Below are a couple definitions of dog earing from different sources. One thing I found especially interesting was the idea ,in one of the definitions, about a dog ear being used to keep track of a page that was particularly meaningful or poignant to the reader and this made me think about the connection between dog earing and the physical wear on the book but also the added personal touch and sentimentality that it brings to the reading experience that is maybe lost in digital formats of books. As well as the definitions I looked at authors quotes about books that I could use if I wanted to use my font in some way to communicate ideas about a love of physical books. 


to fold back the corner of a page in a book

For the last time, don't dog ear my books!



A dog ear is a phrase that refers to the folded down corner of a book page,  because wolves' ears stand erect while the ears of many breeds of dog flop over. A dog ear can serve as a bookmark. While generally frowned upon by those that want to preserve books in their original condition, it is particularly common in use on paperbacks which are designed to be cheaper and more harshly used than hardcovers. Sometimes, it is also used to keep sheets of paper together, in the absence of a stapler or paper clip.

Dog-earing is also commonly used to mark a section or phrase in a book that one finds to be important or of personal meaning.
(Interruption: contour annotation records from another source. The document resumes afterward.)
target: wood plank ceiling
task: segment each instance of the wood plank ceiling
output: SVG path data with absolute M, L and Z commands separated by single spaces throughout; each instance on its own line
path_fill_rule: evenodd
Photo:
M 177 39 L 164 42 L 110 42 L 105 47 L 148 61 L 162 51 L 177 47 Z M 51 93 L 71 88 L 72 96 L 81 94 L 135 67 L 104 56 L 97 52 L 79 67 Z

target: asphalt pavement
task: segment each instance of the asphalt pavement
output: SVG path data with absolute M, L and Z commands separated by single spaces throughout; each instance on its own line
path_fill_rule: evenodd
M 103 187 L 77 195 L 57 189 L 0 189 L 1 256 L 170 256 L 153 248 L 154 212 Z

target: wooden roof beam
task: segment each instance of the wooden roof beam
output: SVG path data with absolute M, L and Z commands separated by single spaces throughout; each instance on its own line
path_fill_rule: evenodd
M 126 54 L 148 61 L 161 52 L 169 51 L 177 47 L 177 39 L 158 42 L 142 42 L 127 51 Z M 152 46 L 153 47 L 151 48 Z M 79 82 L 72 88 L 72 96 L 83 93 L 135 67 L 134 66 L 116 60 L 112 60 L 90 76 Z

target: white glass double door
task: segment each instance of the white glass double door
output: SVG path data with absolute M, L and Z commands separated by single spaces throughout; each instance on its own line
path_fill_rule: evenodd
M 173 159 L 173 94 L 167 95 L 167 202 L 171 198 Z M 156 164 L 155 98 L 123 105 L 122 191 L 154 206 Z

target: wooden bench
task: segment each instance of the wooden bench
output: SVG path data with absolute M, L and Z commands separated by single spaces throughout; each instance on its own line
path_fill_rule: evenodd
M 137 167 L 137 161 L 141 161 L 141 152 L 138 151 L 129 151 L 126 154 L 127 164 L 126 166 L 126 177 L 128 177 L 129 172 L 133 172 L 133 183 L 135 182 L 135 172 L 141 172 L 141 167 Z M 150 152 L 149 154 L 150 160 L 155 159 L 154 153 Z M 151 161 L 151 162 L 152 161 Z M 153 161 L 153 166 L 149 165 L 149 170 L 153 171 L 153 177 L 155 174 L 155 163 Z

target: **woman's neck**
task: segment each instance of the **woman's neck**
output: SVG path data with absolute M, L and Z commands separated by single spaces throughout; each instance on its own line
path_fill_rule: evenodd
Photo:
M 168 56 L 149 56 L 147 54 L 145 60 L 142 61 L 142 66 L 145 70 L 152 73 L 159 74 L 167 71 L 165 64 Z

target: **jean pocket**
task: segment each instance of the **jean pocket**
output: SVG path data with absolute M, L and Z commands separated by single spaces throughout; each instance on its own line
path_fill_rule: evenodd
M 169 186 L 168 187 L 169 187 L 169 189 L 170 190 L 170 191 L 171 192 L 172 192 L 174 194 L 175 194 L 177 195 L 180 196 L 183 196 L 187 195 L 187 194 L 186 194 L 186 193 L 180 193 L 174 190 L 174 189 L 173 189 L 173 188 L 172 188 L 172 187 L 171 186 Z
Dog-ears can range in size from the tip of the page to half the page. Although people generally dog-ear the top section of pages (on either side), some also dog-ear on the bottom half of pages. Dog-ears work best on thin pages. Dog-ears may be unmade by folding it back into its original location and compressing the pages of the book together. Removing dog-ears is not recommended on paper that has yellowed from age, as it may cause the flap to separate from the page. Dog-earing more than one successive page can cause problems, as the flaps (depending on the thickness of the paper and the number of pages) may cause the marked sections to bulge and distort the book. Reference works are most prone to this problem.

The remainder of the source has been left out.